組合員不在の抗争をやめ産別組織を守る論議を
                         竹中正陽(太平洋汽船機関長)
 海員組合内部では、役職者数名の次期役員立候補表明に端を発した「人事抗争」をめぐり、大量の怪文書が出回っている。中には「組合従業員有志」、関東地方支部気付「職場委員有志」を名乗るものもある。
 怪文書は、組合長を「独裁」「老害」の打倒対象とし、副組合長以下4名の中執、地方執行部数名を「腰巾着」と名指し非難する一方で、2名の中執を擁護し沿海部長・気仙沼支部長の「処分」に抗議している。
 その真偽はともかく、書かれた内容が全て事実無根とも思えず、内部に精通した者や複数の執行部員の関与が伺われる。
 以下問題点について考えてみる。

1、組合長声明と小堀中執声明
 7月28日の組合長声明に続き、8月6日小堀中執「組合長声明について」が出された。両者とも機関を通じて本部各機構・各支部長・海外代表あて送付されたという。
 組合長声明の概略は以下の通り。
『長年にわたり三役・中執体制は組合長による責任体制を旨としてきた。
しかし小堀中執は勝手に次期役員選挙立候補を公表し、翻意を求めたが応じなかった。この行為は中執委の団結を乱し、また水産部7千組合員の利益と権利を損なう怖れがある。従って水産局長を解任する。』

 小堀中執は『組合長声明は中執委で論議されていない。過去、自由立候補による役員選挙の例があり規約に違反しない。昨年、60歳を越える者は勇退するよう言われ了解したが、その後情勢が変化した。また水産部長人事など組織運営上問題がある。水産局長を辞任しない。』と言う。
 なお、組合長声明には、同様に立候補を表明したとされる北山中執・市池沿海部長、解任された増田支部長の件は何ら触れられておらず、小堀水産局長の解任だけが「規約にもとづく業務分担の変更(船員しんぶん8月5日号)」と公表された。
 その後8月4日付けで市池氏の解任・依命休職と増田氏の解任・自宅待機が発令された。
 しかし、その経緯は一切報道されず、組合長声明も現場組合員には知らせない性質のものであるという。

2、中身のない怪文書主張
 怪文書は、組合の現状を憂える若手執行部や職委を装い「長期独裁政権」を非難することで、一見組合の民主化を求める「改革派」のように見える。しかしその内容は「役員立候補は個人の自由、規約違反ではない」「3名の解任理由を明らかにしろ」という2点のみで、特定役員の誹謗中傷に終始している。
 そこには組合民主主義が損なわれている現状の把握や問題意識、組合員の声が組合に中々反映しない組織上の問題点についての指摘は一切なく、従って組合をどう改革するのか方向性は見えない。

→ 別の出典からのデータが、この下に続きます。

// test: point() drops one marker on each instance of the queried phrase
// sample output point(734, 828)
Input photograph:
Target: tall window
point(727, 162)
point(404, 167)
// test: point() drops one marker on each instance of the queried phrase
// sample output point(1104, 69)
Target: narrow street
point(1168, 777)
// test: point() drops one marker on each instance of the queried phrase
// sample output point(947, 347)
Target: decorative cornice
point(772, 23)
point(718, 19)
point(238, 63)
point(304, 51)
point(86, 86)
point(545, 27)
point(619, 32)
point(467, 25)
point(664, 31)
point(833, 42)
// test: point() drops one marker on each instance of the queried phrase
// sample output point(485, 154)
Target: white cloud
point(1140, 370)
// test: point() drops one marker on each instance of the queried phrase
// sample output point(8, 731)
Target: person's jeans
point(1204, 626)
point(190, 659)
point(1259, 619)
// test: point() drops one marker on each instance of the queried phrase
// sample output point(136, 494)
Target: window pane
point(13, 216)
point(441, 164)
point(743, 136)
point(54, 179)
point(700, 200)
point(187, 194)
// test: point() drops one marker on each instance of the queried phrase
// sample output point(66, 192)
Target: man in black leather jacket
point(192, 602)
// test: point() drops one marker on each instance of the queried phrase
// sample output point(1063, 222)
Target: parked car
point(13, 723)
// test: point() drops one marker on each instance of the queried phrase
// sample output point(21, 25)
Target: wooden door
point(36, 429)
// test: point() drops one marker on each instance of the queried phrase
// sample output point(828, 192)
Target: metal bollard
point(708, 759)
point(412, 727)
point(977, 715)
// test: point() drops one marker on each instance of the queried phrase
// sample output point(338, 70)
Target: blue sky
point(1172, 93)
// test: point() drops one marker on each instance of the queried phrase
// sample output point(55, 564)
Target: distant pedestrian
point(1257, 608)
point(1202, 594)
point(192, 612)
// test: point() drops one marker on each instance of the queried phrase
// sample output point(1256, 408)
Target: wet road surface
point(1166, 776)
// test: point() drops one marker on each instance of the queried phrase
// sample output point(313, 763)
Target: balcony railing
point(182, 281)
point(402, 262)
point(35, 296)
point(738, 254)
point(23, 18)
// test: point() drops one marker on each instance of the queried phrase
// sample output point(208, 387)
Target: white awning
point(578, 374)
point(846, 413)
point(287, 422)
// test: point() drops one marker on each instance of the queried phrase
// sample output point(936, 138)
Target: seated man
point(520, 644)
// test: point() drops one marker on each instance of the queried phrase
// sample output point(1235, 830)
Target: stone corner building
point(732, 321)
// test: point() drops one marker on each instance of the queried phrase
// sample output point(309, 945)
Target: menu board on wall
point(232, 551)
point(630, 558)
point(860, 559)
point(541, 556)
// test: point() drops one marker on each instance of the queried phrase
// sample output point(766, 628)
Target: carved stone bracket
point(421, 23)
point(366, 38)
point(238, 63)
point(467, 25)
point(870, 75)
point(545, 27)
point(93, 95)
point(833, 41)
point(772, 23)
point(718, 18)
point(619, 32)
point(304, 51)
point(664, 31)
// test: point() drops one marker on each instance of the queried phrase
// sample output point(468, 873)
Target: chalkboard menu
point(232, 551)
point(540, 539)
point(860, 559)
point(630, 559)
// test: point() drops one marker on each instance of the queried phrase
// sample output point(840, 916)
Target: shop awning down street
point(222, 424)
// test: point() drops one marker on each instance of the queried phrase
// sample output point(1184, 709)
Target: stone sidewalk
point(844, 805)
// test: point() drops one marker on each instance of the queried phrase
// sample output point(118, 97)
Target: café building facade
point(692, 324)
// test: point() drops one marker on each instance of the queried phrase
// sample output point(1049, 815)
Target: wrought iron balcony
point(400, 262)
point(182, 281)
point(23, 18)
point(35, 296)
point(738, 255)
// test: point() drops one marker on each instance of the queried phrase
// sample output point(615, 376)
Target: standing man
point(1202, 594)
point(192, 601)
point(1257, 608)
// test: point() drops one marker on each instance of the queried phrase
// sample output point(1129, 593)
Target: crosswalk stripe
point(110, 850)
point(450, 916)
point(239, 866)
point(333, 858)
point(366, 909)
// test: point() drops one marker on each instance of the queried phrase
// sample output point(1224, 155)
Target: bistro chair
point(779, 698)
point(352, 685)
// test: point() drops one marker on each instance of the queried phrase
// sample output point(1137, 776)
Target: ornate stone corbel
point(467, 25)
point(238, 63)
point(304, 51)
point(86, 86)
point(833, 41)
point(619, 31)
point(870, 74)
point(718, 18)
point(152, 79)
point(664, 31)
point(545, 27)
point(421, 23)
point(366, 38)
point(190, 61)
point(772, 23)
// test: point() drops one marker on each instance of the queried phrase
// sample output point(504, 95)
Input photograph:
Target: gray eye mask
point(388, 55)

 例えば、組合大会等で長年にわたり指摘されてきた問題点。
※役員特権の見直し(顧問制度、外部団体への天下りシステム、高級マンション・一戸建て住宅貸与)
※役員指名立候補制(事実上の世襲制、違背者の島流し) 
※地方支部転勤の乱用・転勤辞令に伴う昇進の過多 
※大金である部外役職手当の個人収入化 
※船主によるゴルフ・飲食接待の野放し状態 
※海外出張時の遊び・ゴルフ、等々。
 これらはいずれも選別された者に与えられる特権で、権威に従順な執行部を産む土壌となっているが、これらの改革は怪文書発行者の眼中にはないように見える。

 また、6年前の組合長選挙に堀内組織対策室長が立候補して提起した問題もその後解明されていない。
 真に組合改革を望むなら、せめて出所を明らかにし、組織上の問題点について公開された論議を行うべきである。しかしその徴候はなく、結局のところ自派の意向に沿う役員の更迭に不満で、それが解消すれば一件落着することが伺える。
 以上の観点から、怪文書は自派の利益追求のためにする陰謀に過ぎず、組合改革の志など全く無いと判断する。また多数の怪文書が発行された事実は、「陰謀組織」の存在を逆に証明することになったとも言える。
 組合員の心配や懸念に答えるため中央執行委員会は、組織を錯乱する行為を放置することなく、毅然とした態度を示す必要がある。

3、組合員不在の「抗争」
 今日まで各声明の内容や役員解任理由は機関誌・紙には何も掲載されず、組合員は全く知らされてない。にも関わらず、船主側は幾多のルートを通じ全容を把握しているという。
 また、既に次期役員体制が密かに流布される一方で、前記4氏には天下り先等のポストが用意され懐柔が行われているとも言われている。
 これらが事実とすれば、相変わらず現場組合員は蚊帳の外に置かれ、極めて限定された情報のみを与えられて操作される対象に過ぎないことになる。こうした愚民政策は、幹部への信頼を損ない、組合の求心力を更に喪失させるに違いない。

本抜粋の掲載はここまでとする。